手を繋いで 2

 ああ、と思ったのはあの日のサンジとの会話があったからかもしれない。本当は驚愕、とか愕然という言葉があてはまる瞬間だった。
 帰宅途中の道を歩いていた アキの傍らにスッと寄って停車した1台の車。後部座席の窓ガラスが下がり、男の顔が現れた。

「探したよ、何年も」

 見覚えのある面立ちと懐かしさと感情が篭った深い声。 アキの全身は硬直した。
  アキの顔を確かめるようにじっと見つめていた男は車から降りた。

「今はもう、君しかいないなんて・・・。大切にするよ、絶対に」

 自分が男の腕の中に包み込まれていることさえ アキにはわかっていなかったかもしれない。全てが麻痺してしまった感覚の中で、耳だけが男の声を拾っていた。

「もう二度と・・・・失わない」

 あの日の会話が言霊となって今を呼んでしまったのだろうか。その時、 アキの手にサンジの手の感触が蘇った。あたたかかったサンジの手。ゾロの寝顔。安らかだった時間。身体に力が戻り、男の腕を振りほどい て離れた。

「アヤミ・・・!」

 呼びかけられた名前が心に波を掻き立てる。一文字違いの別の名前が蘇る。幸福、失意、絶望、喪失。蘇った感情が渦を巻く。
 逃げなければ、と思った。このまままた子どもに戻って心を切り離すしかなくなるのは嫌だ。今の自分には失いたくないものがある。何よりも大切にしたい時 間が、人がいる。 アキは男に背を向けて走った。自分の部屋に戻ることさえ出来れば。

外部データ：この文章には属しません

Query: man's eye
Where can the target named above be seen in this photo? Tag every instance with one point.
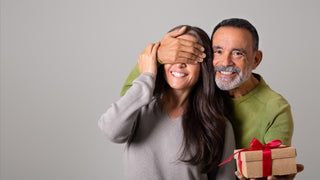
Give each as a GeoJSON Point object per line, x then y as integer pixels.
{"type": "Point", "coordinates": [237, 53]}
{"type": "Point", "coordinates": [217, 51]}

「一度帰るんだろう?送ろう。アヤミの部屋は知ってる。さっき行ってみたから」

 男の言葉が アキの足を止めた。部屋を知られている・・・そのことに動揺した。もう、帰ることが出来る場所はない。ならば。
 追い詰められた気持ちのまま向かう方向を迷った アキは身体の向きを変えた。

「アヤミ!」

 道路に飛び出した アキの身体を引っ掛けそうになった1台の車が急停止した。必死に車の先を回り込もうとした アキの腕を身軽に車から降りてきた人間の手が掴んだ。

「何やってんの。その男から逃げてるってとこか?」

 腕の自由を取り戻そうともがきかけた アキはその人間の良く知った声と顔に気がついた。

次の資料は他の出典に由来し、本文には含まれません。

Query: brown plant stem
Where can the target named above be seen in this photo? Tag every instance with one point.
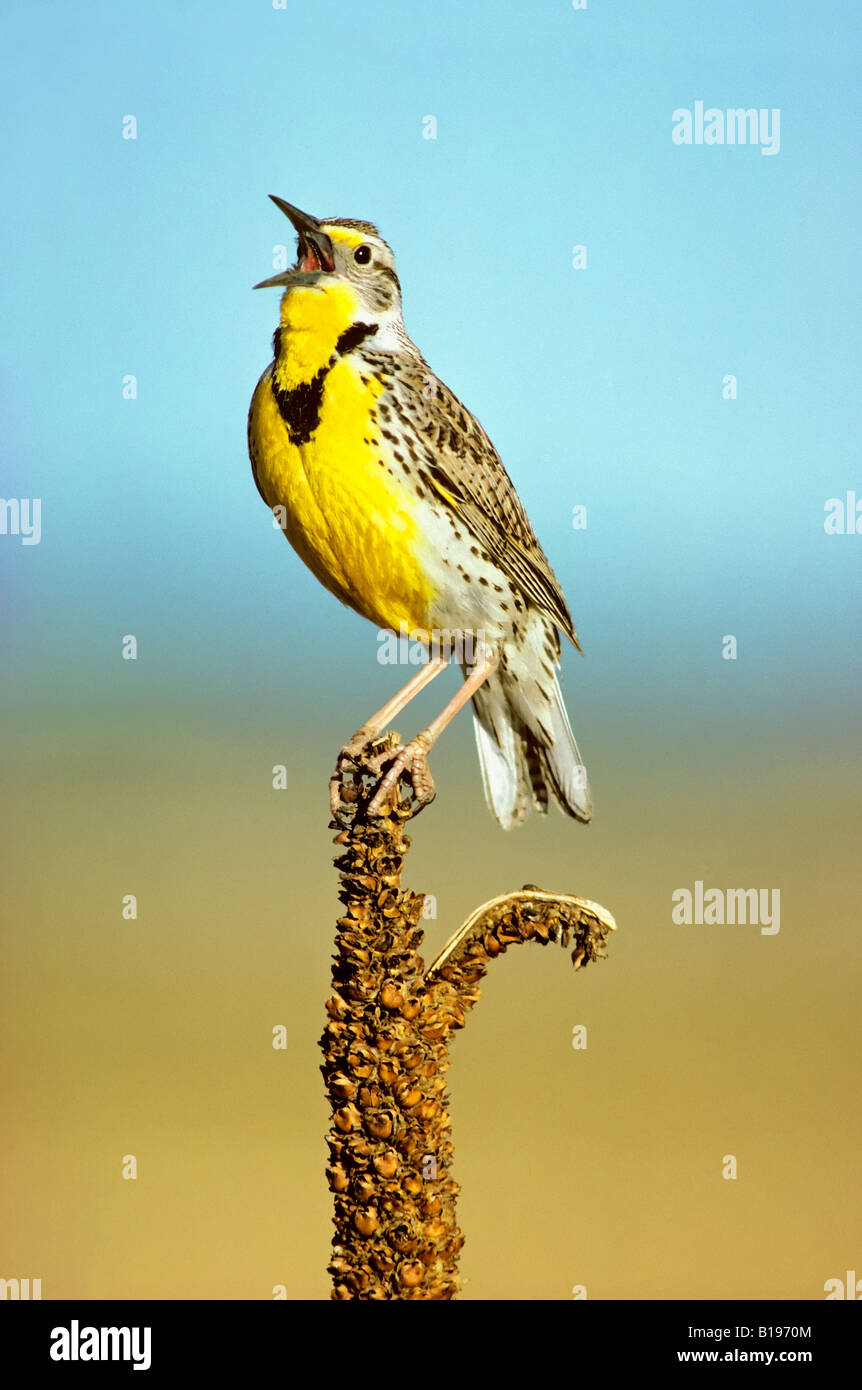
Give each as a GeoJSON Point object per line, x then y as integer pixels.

「あれは別に逆恨みしてる依頼人とかじゃないよな?俺、紹介した覚えねぇし。とにかく、乗って。ちょうどいい。あんたに話があって来たんだ」

 ニヤリと笑ったエースはドアを開けて アキを後部座席に乗せた。

「待て、アヤミ!」

 声を上げた男の顔を面白そうに眺めたエースの瞳に強い光が浮かんだ。

「そういう名前の女は知らないな。頼むからしつこく追って来るなよ。面倒くさいし時間がもったいねぇから」

「何を・・・」
イラスト/
 男の言葉は聞かずにエースは車の中に滑り込んでドアを閉めた。

「さて、適当に走るから、しっかりつかまってろよ!」

 頷くと同時に発進した勢いに背中を後ろに押し付けられながら、 アキはバッグの中から携帯電話を取り出した。蓋を開いてポタンを押しかけ・・・そこで止めてすぐにバッグに電話を戻した。
 まだ、話せない。話したくない。
 あの頃の事を話せないならこれは誰にも関係のないことだ。頼るわけにはいかない。本当はエースの車に乗っていることもおかしいのだ。 アキが口を開きかけた時、エースは笑って勢い良くハンドルを切った。

「あのあんたのファン、あきらめるつもりはないみてぇだな。いいか、いっそシートに最初から転がってろ。今からちょっとばかり荒っぽくなるぞ」

 エースの車の後ろにぴったりとついた1台の車。それを振り返る勇気がないまま、 アキは言われたとおりに身体を倒した。床に投げ出されないように堪えるだけで精一杯だった。

(ゾロ・・・サンジ君)

 目を閉じた途端に二人の名前が心に浮かんだ。離れていく部屋との距離がそのまま二人との距離のように思えた。